On June 10, 1982 it transferred to the Little Theatre that is the present Helen Hayes Theatre, and ran for 1,222 performances. During the run of the play, some gays were irked by play for what they felt was its support of family values but they were in the minority.

I saw the play at the Little Theatre with Harvey and Matthew in the roles. I was not affronted by the family values and thought it was the best gay play written at the time; far superior to Boys In the Band. Later I saw the play in London where Antony Sher took over the role of Arnold. He gave an outstanding performance. I also saw the touring company when it played here '83 or '84. but for the life of me I can't remember who played Arnold.

There was the film with Harvey repeating his role and Matthew now taking the role of his young lover. The film was cut to 2 hours and opened up the play to various outside scenes including the death of the young lover. However, one of the great scenes in the film was the discussion of Arnold's lifestyle with his mother played wonderfully by Ann Bancroft.

I was happy to see that the Pride Company had decided to revive the play for its final production of the season. The play chronicles Arnold Bechoff's search for love, respect and tradition in a world that seems not especially made for him. Arnold is a drag queen who performs in various clubs in Manhattan. He is proud of his art as he looks at the audience from his dressing room table in the first act. He says the tragedy of his life is that he was never young and beautiful. He says, "Yes, I was young and, Yes, I was beautiful but never together". Arnold has some some cutting one-liners during this soliloquy.

The play traces Arnold's hilarious steps toward domestic bliss with a reluctant bisexual school teacher, to his first truly promising love affair with a young fashion model. However his greatest challenge is his complicated relationship with his mother which come to a head at the end of the play. Arnold is a resilient type. His wit and humor helps him get through his life.

This production had a lot of things going for it, especially Paul Tena Playing the leading role. Mr. Tena is known in the gay theater here in San Francisco, as a good, campy actor. He has graced many camp shows like Barebacking, Medea- The Musical and Combat. However, in this production he shows us his serious side, particularly in the third act. He shows us the many sides of Arnold and he does it successfully.

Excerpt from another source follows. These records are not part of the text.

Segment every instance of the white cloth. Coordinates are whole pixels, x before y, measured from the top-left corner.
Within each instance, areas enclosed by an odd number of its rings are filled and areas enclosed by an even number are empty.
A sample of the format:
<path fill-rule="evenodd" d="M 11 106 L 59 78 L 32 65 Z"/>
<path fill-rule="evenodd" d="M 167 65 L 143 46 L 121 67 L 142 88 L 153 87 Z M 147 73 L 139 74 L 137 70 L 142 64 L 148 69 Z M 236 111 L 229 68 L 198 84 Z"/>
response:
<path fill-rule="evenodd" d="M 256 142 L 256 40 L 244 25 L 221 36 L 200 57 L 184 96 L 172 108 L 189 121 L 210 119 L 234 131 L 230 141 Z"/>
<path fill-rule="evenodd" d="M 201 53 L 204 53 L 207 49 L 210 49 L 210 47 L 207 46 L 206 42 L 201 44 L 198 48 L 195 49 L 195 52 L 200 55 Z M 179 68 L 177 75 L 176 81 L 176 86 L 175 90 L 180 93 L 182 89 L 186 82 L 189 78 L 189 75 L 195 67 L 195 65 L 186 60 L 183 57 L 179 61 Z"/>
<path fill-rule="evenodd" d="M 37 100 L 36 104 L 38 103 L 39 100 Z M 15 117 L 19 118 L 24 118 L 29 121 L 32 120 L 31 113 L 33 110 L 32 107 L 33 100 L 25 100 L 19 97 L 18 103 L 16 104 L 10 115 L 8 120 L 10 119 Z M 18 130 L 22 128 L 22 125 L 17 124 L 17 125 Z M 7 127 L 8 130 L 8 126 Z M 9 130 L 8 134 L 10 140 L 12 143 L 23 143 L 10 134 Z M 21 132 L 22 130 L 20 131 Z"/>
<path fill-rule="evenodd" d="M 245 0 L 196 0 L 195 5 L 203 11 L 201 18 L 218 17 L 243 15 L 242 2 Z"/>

One of the most professional performances in this production is by Martha Stookey, as Arnold's mother. She is a veteran stage and film actress and is artistic director of the Cathedral Players. She is incredible as the Mother and she livens the third act which went on a little too long.

Bill Allen played the bisexual Ed. He was proper for the job however, I did not like his entrance into the play. He plays a guy on the prowl in a gay bar and he acts like a fool. I thought, I hope he is not going to play it this way through out the production. However, when he calmed down in the second scene, he proved a very believable actor. Kyle Kannenberg plays the young model and he is adequate. However he did try to be too cute to portray a 18 year old model. He played it too broad and with too many gestures that were unnecessary. Melissa Kolasks had a nice voice singing the torch songs in the first act and then becoming Ed's wife in the second act. She was bright and saucy in her role. The cast was rounded out by a young actor named Simon Trumble who is still in middle school. He played the adopted son, the role that Matthew originated in New York. At first, I thought he was playing it too broad for a 15 year old but about 5 minutes into the role, he settled down. For his age, he is an accomplished actor. If he tones down his future performances he will be very good.

The play is at the New Conservatory Theatre and it will run until July 15, with tickets ranging from $13 to $22.

The Pride Company has a great line up for its 00-01 season with a world premier, three West Coast premiers, a Bay Area premier and a revival of Caryl Churchill's comedy Cloud 9. Included in the line up is, Visiting Mr Green by Jeff Baron, Corpus Christi by Terrence McNalley, Snakebit by David Marshall Grant, Most Fabulous Story Ever Told by Paul Rudnick, The Velocity of Gary by James Still, starring Danny Pintauro who had an eight year run on ABC's Who's the Boss, Debunking Love by Prince Gomolvilas and Martin Yesterday by Brad Fraser.